Thursday, January 21, 2010

Sword & Sorcery Heroes in the Bronze Age [Part 2]

This is the second part of an article originally written for my friend Jim's Flashback Universe Blog. It's part of a series called Bronze Age SpotlightThis particular piece examines the S&S characters adapted to comics in the so-called Bronze Age, this time, those from DC Comics, in the main.

In regard to Part 1, I'm indebted to Marty Halpern of More Red Ink who pointed out an error: Effinger's When Gravity Fails was nominated for a Hugo and a Nebula, but unfortunately won neither.  The post was corrected accordingly, and in doing so I caught a few typos and cut-paste malfunctions which have also been corrected.  Dammit Jim,  I'm a Doctor not a word processor!

Hopefully, I'll be closer to error-free today...


DC's Sword & Sorcery: “TWO SOUGHT ADVENTURE”


“At least we have something in common!—we’re all three crooks!”
- Catwoman (to Fafhrd and Gray Mouser) Wonder Woman #202 (1972)

Perhaps it was because DC didn’t have the works of Robert E. Howard to fall back on, or maybe it was a reluctance to delve into this sort of material, but for whatever reason, they didn’t adapt as many literary sword and sorcery characters as Marvel.

When they did, at least they got two for the price of one—Fritz Leiber’s sword and sorcery duo, Fafhrd and Gray Mouser.

Fafhrd and Gray Mouser’s prose debut was in Unknown in “the Year of the Behemoth, the Month of the Hedgehog, the Day of the Toad”—well, in story, at least. In our world we may reckon that as August 1939. Leiber chronicled the twain’s adventures off and on from that story until 1988’s “The Mouser Goes Below”—a longer span than the entire life of Robert E. Howard. Fafhrd was a Northern barbarian from Cold Corner, and Gray Mouser was a thief and one-time sorcerer’s apprentice from the urban South. They met in decadent Lankhmar, “City of the Seven Score Thousand Smokes,” and became lifelong friends and companions in (mis)adventure.

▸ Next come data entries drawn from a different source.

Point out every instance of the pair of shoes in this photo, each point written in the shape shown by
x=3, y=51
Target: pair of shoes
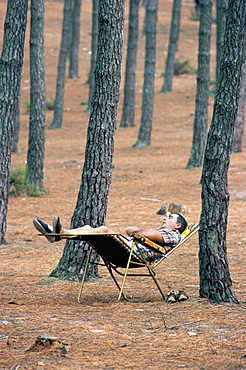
x=171, y=297
x=44, y=229
x=57, y=228
x=178, y=296
x=181, y=295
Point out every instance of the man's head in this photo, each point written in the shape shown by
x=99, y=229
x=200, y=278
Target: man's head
x=174, y=221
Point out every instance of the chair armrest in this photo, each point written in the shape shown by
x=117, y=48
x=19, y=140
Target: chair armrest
x=149, y=244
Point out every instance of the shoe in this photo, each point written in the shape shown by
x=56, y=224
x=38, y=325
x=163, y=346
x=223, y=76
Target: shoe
x=57, y=228
x=171, y=297
x=181, y=295
x=44, y=229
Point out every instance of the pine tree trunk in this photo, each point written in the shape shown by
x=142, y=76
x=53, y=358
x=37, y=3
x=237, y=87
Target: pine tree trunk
x=94, y=39
x=35, y=155
x=144, y=136
x=92, y=200
x=74, y=49
x=172, y=47
x=16, y=129
x=10, y=71
x=202, y=92
x=60, y=83
x=215, y=281
x=239, y=127
x=128, y=113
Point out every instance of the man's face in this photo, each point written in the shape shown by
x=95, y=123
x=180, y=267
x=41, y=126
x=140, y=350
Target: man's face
x=170, y=221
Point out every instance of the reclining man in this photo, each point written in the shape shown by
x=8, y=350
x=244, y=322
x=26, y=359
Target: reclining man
x=167, y=235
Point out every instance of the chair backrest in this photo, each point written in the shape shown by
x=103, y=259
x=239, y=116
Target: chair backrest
x=111, y=247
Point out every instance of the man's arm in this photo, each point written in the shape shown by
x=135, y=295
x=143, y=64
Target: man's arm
x=153, y=235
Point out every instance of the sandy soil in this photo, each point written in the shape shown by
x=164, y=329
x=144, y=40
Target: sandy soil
x=99, y=333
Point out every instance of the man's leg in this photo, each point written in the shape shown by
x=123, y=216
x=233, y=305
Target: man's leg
x=87, y=229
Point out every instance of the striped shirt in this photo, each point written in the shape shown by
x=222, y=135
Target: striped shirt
x=171, y=238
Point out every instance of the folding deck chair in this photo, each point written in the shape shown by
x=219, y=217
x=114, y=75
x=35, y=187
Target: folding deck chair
x=118, y=253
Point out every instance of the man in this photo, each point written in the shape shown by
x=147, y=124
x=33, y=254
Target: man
x=167, y=235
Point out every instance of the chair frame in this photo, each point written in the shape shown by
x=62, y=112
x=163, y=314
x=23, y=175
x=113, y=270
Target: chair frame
x=134, y=260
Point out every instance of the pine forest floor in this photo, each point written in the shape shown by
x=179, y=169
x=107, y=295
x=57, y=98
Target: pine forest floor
x=100, y=333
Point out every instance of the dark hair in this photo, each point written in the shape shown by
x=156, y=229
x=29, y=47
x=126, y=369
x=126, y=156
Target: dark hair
x=181, y=220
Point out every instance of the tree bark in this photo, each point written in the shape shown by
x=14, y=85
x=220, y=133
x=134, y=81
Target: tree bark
x=128, y=113
x=60, y=83
x=35, y=155
x=172, y=47
x=92, y=199
x=94, y=39
x=215, y=281
x=239, y=127
x=202, y=92
x=75, y=32
x=10, y=75
x=144, y=136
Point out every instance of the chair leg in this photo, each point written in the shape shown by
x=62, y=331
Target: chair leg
x=114, y=279
x=84, y=273
x=125, y=274
x=156, y=282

When Fafhrd and Gray Mouser came to comics, they did so in an unlikely place. They first appeared on the last panel of Wonder Woman #201, during her powerless, kung-fu-fighting, Diana Prince era. Issue 202 has them teaming up with Wonder Woman, her sifu I-Ching, and Catwoman, to thwart a wizard and save Jonny Double who’s trapped inside a mystic gem. In the words of Bart Simpson: “You can’t make this stuff up!”

The issue was written by New Wave science fiction luminary, Samuel Delany. Highlights include Fafhrd backhanding Diana, and Mouser and Catwoman having a totem-appropriate face-off, before they all decide to join forces. This all serves as a “backdoor pilot” for the twain’s run in the bimonthly Sword of Sorcery series premiering in 1973. It only ran for five issues, but featured original stories and adaptations, most scripted by Denny O’Neil (except for one by George Alec Effinger), and featuring art by Howard Chaykin, Walter Simonson, and Jim Starlin.

Fafhrd and Gray Mouser vanished from DC at the cancellation of Sword of Sorcery. The two were next sighted at a different company in a 1991 Epic limited series which reunited them with Howard Chaykin, who scripted adaptations of Leiber’s tales. All issues featured evocative art by Mike Mignola.


“Let teachers and priests and philosophers brood over questions of reality and illusion. I know this: if life is illusion, then I am no less an illusion and being thus, the illusion is real to me. I live, I burn with life, I love, I slay, and am content."

- Conan “Queen of the Black Coast” Robert E. Howard

Sword and Sorcery comics did good business in the Bronze Age, both with licensed characters, and original creations like Arak, Dagar, Wulf, Claw, Ironjaw, and the Warlord. It was a true Golden Age for comic book sword-swinging!

Today, Robert E. Howard properties are still appearing in comics, mostly from Dark Horse.  So far they've given us two successive Conan series and various limited series, a Kull series, and a Solomon Kane limited series. Image has given us a line inspired by some of Frank Frazetta’s great sword and sorcery-themed paintings. Marvel and DC, on the other hand, have concentrated on the mainstream superheroes that are their bread and butter; most of their sword and sorcery creations stalk only the back issue bins.  True, we have gotten a Showcase Presents: Warlord, but that's about it.

These things go in cycles, surely. Maybe one of these days will see Karl Edward Wagner’s Kane, Charles Saunders' Imaro, or perhaps the outré exploits of Michael Shea’s Nifft the Lean, realized on the comics page.